Network efficiency and performance improvement algorithm proposal

dxtr · June 2, 2021, 8:25am

I would like to ask more knoledgeable members of this community for some explanations regarding questions I still find valid after reading Primer, lots of SAFE related high-level articles on Internet and various topics here.
I have read about XOR distance and addressing of nodes and data.
Also I am familiar with Sections and the assumption that there is no notion of time in the SAFE network.

Recently there was a post that current Sections are based on 7+7 Elders and Adult nodes and when a section grows larger it is split into two (maybe more?) together with data chunks - those now are divided between the new sections.
But again these new sections have a limit of 7+7.

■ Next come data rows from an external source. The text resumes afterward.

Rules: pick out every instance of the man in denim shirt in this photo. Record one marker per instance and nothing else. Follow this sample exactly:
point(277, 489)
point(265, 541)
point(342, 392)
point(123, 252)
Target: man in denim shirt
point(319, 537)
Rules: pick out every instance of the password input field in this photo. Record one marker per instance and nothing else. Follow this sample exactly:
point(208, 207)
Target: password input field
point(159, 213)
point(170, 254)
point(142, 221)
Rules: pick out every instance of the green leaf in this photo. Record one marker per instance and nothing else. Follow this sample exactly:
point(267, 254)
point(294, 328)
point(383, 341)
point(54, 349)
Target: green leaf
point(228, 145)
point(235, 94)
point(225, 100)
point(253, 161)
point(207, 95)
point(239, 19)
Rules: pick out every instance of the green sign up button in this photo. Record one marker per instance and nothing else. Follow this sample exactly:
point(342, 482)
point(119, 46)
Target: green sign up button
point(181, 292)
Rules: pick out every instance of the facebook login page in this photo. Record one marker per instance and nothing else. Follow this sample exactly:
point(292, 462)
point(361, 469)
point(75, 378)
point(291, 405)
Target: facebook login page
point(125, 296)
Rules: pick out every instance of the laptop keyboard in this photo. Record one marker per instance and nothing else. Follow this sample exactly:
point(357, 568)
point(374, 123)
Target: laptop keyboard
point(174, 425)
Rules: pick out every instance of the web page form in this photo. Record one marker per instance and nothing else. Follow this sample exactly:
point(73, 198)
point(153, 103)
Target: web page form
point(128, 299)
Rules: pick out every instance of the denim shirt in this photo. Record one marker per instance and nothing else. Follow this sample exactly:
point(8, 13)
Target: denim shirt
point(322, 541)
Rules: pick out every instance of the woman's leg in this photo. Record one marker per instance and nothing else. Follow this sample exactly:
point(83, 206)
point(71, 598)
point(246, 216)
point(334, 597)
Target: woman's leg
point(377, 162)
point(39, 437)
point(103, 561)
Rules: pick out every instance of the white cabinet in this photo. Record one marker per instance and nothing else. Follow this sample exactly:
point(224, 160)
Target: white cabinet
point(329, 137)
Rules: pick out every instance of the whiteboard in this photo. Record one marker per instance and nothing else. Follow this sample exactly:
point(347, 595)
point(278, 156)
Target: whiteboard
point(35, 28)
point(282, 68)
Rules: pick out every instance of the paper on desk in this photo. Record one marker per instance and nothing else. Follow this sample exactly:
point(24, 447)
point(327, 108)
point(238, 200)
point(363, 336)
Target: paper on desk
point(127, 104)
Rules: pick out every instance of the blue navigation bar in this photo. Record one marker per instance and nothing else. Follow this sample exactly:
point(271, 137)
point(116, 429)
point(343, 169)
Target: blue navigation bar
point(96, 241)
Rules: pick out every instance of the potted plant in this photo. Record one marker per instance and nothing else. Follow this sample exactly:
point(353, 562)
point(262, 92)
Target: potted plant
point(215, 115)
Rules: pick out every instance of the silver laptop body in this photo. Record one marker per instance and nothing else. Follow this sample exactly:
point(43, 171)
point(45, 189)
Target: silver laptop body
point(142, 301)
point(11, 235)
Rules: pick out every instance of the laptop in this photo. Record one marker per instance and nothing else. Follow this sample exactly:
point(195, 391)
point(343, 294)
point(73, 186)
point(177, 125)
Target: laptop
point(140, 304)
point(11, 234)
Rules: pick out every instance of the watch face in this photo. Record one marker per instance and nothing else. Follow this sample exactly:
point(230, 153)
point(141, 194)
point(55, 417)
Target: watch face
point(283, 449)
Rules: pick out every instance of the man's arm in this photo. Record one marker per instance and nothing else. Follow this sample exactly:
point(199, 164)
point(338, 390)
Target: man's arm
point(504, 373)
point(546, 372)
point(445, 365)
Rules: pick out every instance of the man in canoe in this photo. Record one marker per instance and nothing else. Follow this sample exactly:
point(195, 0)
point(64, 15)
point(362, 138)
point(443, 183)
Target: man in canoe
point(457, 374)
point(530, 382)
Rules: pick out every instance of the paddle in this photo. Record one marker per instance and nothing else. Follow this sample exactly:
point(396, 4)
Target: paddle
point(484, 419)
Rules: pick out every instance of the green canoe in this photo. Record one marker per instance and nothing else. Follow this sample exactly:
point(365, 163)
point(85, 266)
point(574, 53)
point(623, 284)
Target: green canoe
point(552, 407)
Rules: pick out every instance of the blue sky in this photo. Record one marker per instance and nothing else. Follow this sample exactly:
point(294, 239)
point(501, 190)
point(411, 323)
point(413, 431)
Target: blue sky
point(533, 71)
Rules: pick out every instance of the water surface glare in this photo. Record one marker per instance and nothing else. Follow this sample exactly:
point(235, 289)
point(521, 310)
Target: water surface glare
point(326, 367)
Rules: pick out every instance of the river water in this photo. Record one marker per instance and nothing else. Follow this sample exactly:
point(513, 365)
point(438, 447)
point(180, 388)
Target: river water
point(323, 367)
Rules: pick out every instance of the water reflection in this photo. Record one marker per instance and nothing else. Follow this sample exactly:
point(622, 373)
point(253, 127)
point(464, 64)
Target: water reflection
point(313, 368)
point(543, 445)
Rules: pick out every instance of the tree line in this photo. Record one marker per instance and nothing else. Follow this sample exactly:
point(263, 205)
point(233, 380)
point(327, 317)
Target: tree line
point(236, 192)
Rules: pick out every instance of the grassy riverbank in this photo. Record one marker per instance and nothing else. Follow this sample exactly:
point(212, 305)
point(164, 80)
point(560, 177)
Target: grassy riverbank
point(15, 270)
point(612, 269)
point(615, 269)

So right now there is at most 14 nodes in SAFE network serving particular data chunk.
Let us assume that the network is mature and we have nodes spread all over the planet. Roughly we can assume that there will be two nodes on each continent, and then maybe 4 in Asia (I assume we will have to wait some time for Penguins to connect :).
Under this assumption and current purely mathematical node distribution scheme each data chunk will have to travel on average 1000km to reach a node that desires it (maybe it is 500km or maybe 2000km - this is not the point I am trying to make here).
It seems like a lot of traffic to me.

On the other hand we have data chunks. And those af first sight seem all equal, but they are not. Here is why. There will be users that store their family photos and access it only during family gathering like X-mas and birthdays. There are also data chunks that will be massively popular, like Youtube’s Gangnam Style. So in family photo case it is fine to have only 14 hosts serving each of those photo collection chunks. But when there is an avalanche of requests for the video, there is high risk of a random set of 14 nodes not being able to withstand even a short request peak making the network feel slow and offputting.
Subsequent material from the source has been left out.